Même si comparaison n’est pas raison, Brian Slack de l’université de Concordia (Montréal) a présenté la « dévolution » des 549 ports dont disposait le gouvernement canadien en 1995. Prévue pour durer cinq ans, cette dévolution s’est finalement étendue sur dix ans et a été bien plus complexe que prévue malgré un fonds de dessaisissement portuaire de CAN $ 210 millions. Le principe du transfert était, pourtant, simple: désigner les quelques ports indispensables au pays, donc devant rester sous contrôle fédéral; les ports que les ministères voulaient conserver à leur charge, principalement de pêche; les ports susceptibles d’être confiés aux quatre provinces, principalement pour accueillir des navires transbordeurs; les ports qui pouvaient intéresser les intérêts locaux (pour éviter des « pures » opérations immobilières, les municipalités ne pouvaient pas se porter seules candidates à la reprise d’un port). Au final, 211 ports (« simples » quais compris) restèrent sans repreneur et furent finalement détruits pour des problèmes de sécurité.

Pour conclure, Brian Slack soulignait l’absence d’étude d’évaluation sur les résultats économiques des « petits » ports; la principale motivation du gouvernement canadien étant à l’époque de réduire ses dépenses. Il apparaît cependant que les ports d’intérêt régional ou local connaissent des situations économiques très diverses et les inquiétudes ou interrogations sur leur futur concernent maintenant les acteurs locaux et non plus l’échelon fédéral.

La question de la plus grande efficacité ou non du système portuaire canadien reste donc ouverte. Cela dit le risque d’une remise en cause de la décision gouvernementale de 1995 est faible, car, selon les chercheurs présents, la « littérature académique » concernant les ports secondaires est très pauvre.

Fret propre ou, mieux, pas de fret du tout

La question pourrait également se poser en France à en juger par certaines présentations ou témoignages des autorités locales de tutelle. Ainsi le représentant de l’autorité de tutelle des sites portuaires de la rade de Toulon a-t-il expliqué que dans la vaste réflexion en cours sur les avenirs possibles, la recherche de « fret propre » (voitures neuves ou fret roulant par exemple) est privilégiée.

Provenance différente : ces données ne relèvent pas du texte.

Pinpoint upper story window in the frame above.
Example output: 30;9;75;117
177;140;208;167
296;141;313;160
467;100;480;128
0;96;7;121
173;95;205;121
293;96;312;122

Dans un autre port, sous le sceau de l’anonymat, un responsable en est à regretter la disparition de dockers d’antan, seuls capables de s’opposer aux tentations des riverains électeurs de faire disparaître toute activité fret et ferries, jugée polluante ou bruyante.

Présentant « les profils des villes et des ports décentralisés », Valérie Lavaud-Letilleul, maître de conférence (Montpellier), évoque les rapports entre la ville et « son » port. Elle note la déconnexion entre les trafics, la valeur ajoutée et les emplois ainsi qu’un manque de considération de la valeur productive du port. En outre, le front de mer est très convoité dans le centre-ville. Autre rapport, la qualité de vie et l’environnement. Les nuisances sonores, visuelles, etc. ainsi que la pollution d’eau, de l’air ou des sols, sont de plus en plus mal supportées par les populations riveraines. Enfin, le port (ou sa mémoire collective) est au cœur de l’identité de la ville port. Et quand le second passe sous la coupe de la première, il n’est pas certain que les activités de fret s’en trouvent renforcées.

Quel est le niveau pertinent d’arbitrage des conflits d’usage?

Deux « théories » semblent s’opposer sur le devenir des ports décentralisés, bon gré mal gré. Celle qui consiste à éviter « d’injurier l’avenir » et à faire en sorte qu’il soit toujours possible de revenir à une activité de fret pour desservir, par exemple, par mer un aéroport en carburant aviation. Autre perspective, en arrêtant définitivement une activité fret portuaire, combien de camions supplémentaires se retrouvent-ils dans un réseau routier déjà saturé?

L’autre « théorie » est celle du cycle de vie, mis en évidence par Jacques Charlier, professeur de géographie de l’Université catholique de Louvain: un port se crée, il croit, arrive à maturité, puis devient obsolète. Se pose alors la question de son avenir: marina ou modernisation pour conserver ses activités commerciales fret et/ou passagers? Mais quel est alors le niveau le plus pertinent pour arbitrer les conflits d’usage entre par exemple les riverains plus ou moins retraités, mais toujours électeurs, et les besoins économiques à court et moyen termes de la ville, du département, de la région, voire de l’hinterland européen?

Un bon thème pour une prochaine journée spécialisée et pour présenter les conclusions du groupe de travail constitué en novembre 2007 par le Conseil supérieur de la marine marchande, pour établir le bilan de la décentralisation des ports « d’intérêt national ».

Par exemple, toute modification de l’activité fret des ports de Toulon et de Nice devrait, raisonnablement, avoir une répercussion sur la demande de transport terrestre entre la France et l’Italie; voire entre l’Italie et l’Espagne. Une nouvelle application du possible effet papillon?